| Article ID | Journal | Published Year | Pages | File Type |
|---|---|---|---|---|
| 2599818 | Toxicology Letters | 2011 | 9 Pages |
Some currently used brominated flame retardants (BFRs), such as hexachlorocyclopentadienyl-dibromocyclooctane (HCDBCO), bis(2-ethylhexyl)tetrabromophthalate (BEHTBP), 1,2-bis(2,4,6-tribromophenoxy)ethane (BTBPE) and decabromodiphenylethane (DBDPE), are persistent organic contaminants detected in various environmental matrices, including wild birds. Data on potential toxicological and molecular responses to exposure of these BFRs are lacking for avian species. A combined in vitro/in ovo approach was used to determine the concentration-dependent effects of these BFRs on overt toxicity and hepatic messenger RNA (mRNA) expression levels of 11 transcripts in (1) primary cultures of chicken embryonic hepatocytes (CEH; all four BFRs) and (2) chicken embryos (HCDBCO and BTBPE only). Neither hepatocyte viability nor embryonic pipping success were affected by the BFRs at any of the administered concentrations (CEH: 0.001–30 μM, egg injection: 0.1–10 μg/g nominal dose). In CEH, 10 μM HCDBCO induced cytochrome P450 2H1 (CYP2H1) and CYP3A37, while CYP1A4/5 were down-regulated at all tested concentrations. In contrast, only transthyretin was down-regulated by HCDBCO in embryonic liver. There was concordance between the BTBPE-induced transcriptional responses in vitro and in ovo for CYP1A4/5 (up-regulated) and type III iodothyronine 5′-deiodinase (DIO3; down-regulated).

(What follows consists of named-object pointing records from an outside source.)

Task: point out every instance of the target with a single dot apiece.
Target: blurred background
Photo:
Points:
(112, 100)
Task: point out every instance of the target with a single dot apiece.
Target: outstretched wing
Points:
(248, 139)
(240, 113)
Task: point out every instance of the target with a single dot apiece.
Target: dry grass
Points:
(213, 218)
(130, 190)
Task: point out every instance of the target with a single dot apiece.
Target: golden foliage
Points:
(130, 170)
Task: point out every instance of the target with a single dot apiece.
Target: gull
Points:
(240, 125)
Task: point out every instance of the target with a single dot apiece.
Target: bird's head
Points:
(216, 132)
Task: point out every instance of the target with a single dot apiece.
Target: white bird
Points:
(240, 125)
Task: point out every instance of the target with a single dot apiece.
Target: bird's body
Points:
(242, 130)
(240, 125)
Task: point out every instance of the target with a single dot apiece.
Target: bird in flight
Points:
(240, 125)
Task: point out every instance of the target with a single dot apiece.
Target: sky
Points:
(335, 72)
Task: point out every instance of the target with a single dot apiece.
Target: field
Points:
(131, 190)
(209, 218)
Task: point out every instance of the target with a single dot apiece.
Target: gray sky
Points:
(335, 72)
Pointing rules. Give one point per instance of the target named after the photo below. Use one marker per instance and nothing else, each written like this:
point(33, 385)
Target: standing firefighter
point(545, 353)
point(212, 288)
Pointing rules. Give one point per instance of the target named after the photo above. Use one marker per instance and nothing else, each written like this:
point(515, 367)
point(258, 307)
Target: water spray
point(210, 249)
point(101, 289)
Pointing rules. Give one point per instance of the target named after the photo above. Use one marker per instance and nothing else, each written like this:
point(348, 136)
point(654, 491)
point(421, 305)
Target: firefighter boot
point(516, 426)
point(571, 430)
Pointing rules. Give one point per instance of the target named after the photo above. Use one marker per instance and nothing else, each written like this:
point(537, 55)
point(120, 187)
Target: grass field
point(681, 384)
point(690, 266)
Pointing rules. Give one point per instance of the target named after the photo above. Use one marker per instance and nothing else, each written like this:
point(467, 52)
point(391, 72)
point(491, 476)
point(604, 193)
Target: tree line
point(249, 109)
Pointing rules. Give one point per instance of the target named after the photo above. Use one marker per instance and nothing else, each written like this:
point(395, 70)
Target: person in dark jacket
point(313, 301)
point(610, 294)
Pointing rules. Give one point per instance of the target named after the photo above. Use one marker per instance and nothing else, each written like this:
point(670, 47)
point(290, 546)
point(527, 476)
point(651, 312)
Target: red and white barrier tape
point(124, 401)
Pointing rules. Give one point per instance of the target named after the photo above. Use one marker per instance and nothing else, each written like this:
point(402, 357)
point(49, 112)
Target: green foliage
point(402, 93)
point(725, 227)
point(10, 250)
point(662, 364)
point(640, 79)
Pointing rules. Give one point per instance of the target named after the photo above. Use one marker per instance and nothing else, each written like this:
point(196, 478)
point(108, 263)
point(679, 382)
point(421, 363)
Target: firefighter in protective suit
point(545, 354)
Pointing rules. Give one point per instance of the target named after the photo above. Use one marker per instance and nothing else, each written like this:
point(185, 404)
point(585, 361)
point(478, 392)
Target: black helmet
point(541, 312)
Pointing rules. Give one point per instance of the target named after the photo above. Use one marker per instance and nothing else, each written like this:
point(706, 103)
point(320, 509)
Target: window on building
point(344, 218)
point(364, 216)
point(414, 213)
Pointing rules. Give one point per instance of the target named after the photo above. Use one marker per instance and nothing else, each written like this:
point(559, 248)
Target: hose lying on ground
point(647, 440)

DBDPE induced CYP1A4/5 29- and 59-fold at 0.2 μM in CEH and increased DIO1. None of the gene targets were responsive to BEHTBP exposure in CEH. The multi-tiered in vitro/in ovo screening approach was effective for assessing toxicological and molecular biological effects of these BFRs in an avian species.
► Effects of HCDBCO, BEHTBP, BTBPE, and DBDPE exposure are examined in chicken embryos. ► None of the chemicals are overtly toxic to chicken hepatocytes or chicken embryos. ► HCDBCO, BTBPE, and DBDPE altered mRNA expression of several target genes.